Sí, Gabriel se quedaba tranquilo y feliz. Jugaba todo el día, y se emocionaba por ir a su nido. Pero yo no estaba haciendo algo bien.

Cuando tenía la oportunidad de dejarlo, esperaba a que se distraiga y me iba casi en puntitas para que no escuchara mis pasos… Me escapaba. Sí, no le decía chau y de pronto desaparecía.

Ahora lo pienso y me preguntó qué tanto habrá pasado por su mente al momento de no verme… Y es que sí. Tal vez los niños se quedan tranquilos, y en realidad la diversión los distrae, pero todo genera inseguridad.

En realidad, era quien quería engañarme y no tener que vivir la separación con un chau. ¡qué trágico!, ¿no?
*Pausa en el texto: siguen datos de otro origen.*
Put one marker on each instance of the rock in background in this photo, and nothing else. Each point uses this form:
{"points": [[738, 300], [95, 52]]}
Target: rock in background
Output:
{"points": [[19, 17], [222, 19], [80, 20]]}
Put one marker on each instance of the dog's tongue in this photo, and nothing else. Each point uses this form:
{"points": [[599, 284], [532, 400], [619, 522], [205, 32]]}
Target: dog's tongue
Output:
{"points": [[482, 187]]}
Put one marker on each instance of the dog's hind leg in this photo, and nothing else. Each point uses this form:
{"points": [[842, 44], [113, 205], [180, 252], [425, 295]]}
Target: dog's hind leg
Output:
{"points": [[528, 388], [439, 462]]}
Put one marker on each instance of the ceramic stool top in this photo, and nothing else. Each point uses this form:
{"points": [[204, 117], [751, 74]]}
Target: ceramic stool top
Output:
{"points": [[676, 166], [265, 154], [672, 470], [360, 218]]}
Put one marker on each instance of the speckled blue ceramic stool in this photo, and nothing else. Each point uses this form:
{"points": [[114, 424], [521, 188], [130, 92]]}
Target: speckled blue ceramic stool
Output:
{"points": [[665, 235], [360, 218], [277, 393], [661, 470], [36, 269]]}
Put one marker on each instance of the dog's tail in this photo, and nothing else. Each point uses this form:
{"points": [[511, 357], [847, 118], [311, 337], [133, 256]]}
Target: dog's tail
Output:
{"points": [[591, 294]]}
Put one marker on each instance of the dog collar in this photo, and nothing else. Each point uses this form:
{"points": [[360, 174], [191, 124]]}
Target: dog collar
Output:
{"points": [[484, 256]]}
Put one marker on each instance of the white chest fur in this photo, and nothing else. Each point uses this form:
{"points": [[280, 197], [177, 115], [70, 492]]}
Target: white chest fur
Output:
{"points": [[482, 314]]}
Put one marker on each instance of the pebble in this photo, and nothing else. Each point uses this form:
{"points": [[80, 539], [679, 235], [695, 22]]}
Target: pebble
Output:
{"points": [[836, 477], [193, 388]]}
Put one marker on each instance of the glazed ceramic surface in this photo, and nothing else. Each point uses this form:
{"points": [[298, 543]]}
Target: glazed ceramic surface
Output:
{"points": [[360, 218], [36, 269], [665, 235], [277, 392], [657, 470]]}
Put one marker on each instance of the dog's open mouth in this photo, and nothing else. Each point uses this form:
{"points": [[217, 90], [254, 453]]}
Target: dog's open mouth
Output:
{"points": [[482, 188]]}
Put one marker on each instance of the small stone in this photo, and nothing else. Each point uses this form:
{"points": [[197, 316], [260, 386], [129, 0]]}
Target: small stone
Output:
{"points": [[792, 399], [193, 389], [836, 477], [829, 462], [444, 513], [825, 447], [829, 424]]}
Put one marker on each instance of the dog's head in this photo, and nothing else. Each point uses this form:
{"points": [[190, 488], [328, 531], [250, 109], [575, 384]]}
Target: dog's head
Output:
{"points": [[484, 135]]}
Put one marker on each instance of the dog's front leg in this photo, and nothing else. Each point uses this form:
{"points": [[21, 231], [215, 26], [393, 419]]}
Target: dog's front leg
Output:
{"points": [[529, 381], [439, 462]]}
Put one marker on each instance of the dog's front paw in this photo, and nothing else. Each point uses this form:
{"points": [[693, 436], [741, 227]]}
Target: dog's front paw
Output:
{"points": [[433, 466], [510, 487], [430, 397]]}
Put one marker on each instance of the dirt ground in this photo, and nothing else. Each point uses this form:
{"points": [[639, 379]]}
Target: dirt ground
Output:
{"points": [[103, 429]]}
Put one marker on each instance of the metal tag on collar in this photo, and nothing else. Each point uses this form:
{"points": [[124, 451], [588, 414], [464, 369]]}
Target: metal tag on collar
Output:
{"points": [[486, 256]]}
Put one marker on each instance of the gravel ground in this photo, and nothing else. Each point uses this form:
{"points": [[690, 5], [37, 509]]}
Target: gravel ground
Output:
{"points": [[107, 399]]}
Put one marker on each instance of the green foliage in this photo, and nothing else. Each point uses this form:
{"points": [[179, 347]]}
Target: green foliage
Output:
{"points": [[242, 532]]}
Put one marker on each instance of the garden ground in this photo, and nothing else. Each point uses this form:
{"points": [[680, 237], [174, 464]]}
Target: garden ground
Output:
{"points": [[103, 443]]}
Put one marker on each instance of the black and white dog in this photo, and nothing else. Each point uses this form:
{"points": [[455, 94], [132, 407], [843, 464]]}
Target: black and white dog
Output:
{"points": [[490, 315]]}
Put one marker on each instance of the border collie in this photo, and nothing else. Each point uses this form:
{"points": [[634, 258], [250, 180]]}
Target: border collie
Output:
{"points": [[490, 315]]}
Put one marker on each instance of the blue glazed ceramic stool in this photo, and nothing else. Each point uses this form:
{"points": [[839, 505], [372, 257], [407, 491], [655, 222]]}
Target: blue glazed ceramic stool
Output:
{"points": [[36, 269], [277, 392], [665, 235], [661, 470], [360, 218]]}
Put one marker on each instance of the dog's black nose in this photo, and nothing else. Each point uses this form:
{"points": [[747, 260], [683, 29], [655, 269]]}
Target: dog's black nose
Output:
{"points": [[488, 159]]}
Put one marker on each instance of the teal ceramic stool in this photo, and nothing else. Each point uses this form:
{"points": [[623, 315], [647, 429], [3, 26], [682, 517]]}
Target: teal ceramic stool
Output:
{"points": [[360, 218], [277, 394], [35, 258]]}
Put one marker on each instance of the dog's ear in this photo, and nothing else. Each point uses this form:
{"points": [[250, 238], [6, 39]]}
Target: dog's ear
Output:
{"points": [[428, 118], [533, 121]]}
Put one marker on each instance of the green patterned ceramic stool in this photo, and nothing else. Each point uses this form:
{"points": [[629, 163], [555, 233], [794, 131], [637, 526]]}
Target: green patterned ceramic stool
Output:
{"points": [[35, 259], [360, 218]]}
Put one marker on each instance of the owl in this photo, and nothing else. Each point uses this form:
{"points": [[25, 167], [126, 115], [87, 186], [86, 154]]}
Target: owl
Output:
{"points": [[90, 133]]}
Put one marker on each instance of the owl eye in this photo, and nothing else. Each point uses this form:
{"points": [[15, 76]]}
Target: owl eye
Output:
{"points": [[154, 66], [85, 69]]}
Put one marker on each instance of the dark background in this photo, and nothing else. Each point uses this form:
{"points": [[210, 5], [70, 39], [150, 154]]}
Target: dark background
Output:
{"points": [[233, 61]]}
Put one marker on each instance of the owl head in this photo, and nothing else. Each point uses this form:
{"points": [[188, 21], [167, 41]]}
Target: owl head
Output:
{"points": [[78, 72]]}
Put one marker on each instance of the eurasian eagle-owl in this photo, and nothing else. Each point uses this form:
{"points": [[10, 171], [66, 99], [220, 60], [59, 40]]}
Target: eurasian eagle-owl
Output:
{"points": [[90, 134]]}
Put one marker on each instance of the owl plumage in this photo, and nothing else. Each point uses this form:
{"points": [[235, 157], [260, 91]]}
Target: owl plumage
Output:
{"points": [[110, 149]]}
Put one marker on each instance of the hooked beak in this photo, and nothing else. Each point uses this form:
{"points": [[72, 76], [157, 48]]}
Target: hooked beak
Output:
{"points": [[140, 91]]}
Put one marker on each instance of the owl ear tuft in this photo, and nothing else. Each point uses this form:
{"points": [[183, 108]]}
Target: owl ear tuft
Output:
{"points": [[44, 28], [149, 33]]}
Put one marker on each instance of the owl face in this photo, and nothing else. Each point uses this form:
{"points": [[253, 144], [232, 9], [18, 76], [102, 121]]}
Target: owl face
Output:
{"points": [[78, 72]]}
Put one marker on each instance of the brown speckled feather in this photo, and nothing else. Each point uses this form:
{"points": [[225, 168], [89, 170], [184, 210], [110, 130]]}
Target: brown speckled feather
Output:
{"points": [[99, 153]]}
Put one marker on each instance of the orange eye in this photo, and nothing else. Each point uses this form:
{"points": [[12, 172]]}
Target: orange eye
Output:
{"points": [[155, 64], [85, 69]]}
A los niños estas “escapadas” les genera desconcierto, y desconfianza hacia uno… Es por ello que es NECESARIO y justo para ellos (y de verdad, para ti) decir un adiós. Quisiera ayudar con algunas recomendaciones que me sirvieron a mí:

  1. Comienza con explicarle qué va a pasar. Cuando vayan camino al nido, ya sea en carro o caminando, dile que vas a acompañarlo un rato y luego te vas a ir a hacer lo que tienes que hacer (regresar a la casa, trabajar o estudiar) esto lo irá preparando y ahí podrías pedirle un beso o un abrazo para que no sea al momento que te vayas.
  2. Procura llegar temprano al nido. Si a tu hijo/hija le cuesta la separación, llega por lo menos 10 minutos antes del inicio de actividades, ya que normalmente en ese lapso hay juego libre y tiempo de adaptarse con el grupo. Si llegas con las justas, será más complicado que se incluya a la actividad si no está muy dispuesto a separarse.
  3. Siempre dile la verdad. Explícale la noche anterior, o el mismo día quién lo va a recoger, a qué hora vas a llegar tú a la casa o a quién le toca llevarlo la mañana siguiente. Esto también los ayuda a preparase y confiará siempre en lo que tú le dices.
  4. Recuérdale lo que dijiste. Esto es más o menos una tregua que tengo con su miss y mi mami. Siempre que algo sencillo pasa (como cuando voy yo a recogerlo) se le recuerda que eso le habías dicho por la mañana y lo estás cumpliendo.
  5. Reconoce su esfuerzo. Uno puede dar por hecho que tiene que comprender, o que tiene que acostumbrarse. No, no es así. Hay logros que para tus niños pueden ser enormes y debes reconocerlos. Si se han quedado tranquilos, si han colaborado, felicítalos. Diles lo orgulloso que estás de él/ella y lo harás sentir bien.
  6. Dale seguridad. Es totalmente cierto que los niños absorben todo lo que nosotros transmitimos. Si tú les muestras tranquilidad, ellos van a sentir eso y los va a ayudar mucho en el proceso.
  7. Háblales de las actividades del nido cuando llegas a la casa o antes de dormir. Comparte la diversión con él así no estés presente. Deja que te cuente qué hizo, pregunta por sus amigos, por su miss y recuérdale lo lindo que pasó durante el día.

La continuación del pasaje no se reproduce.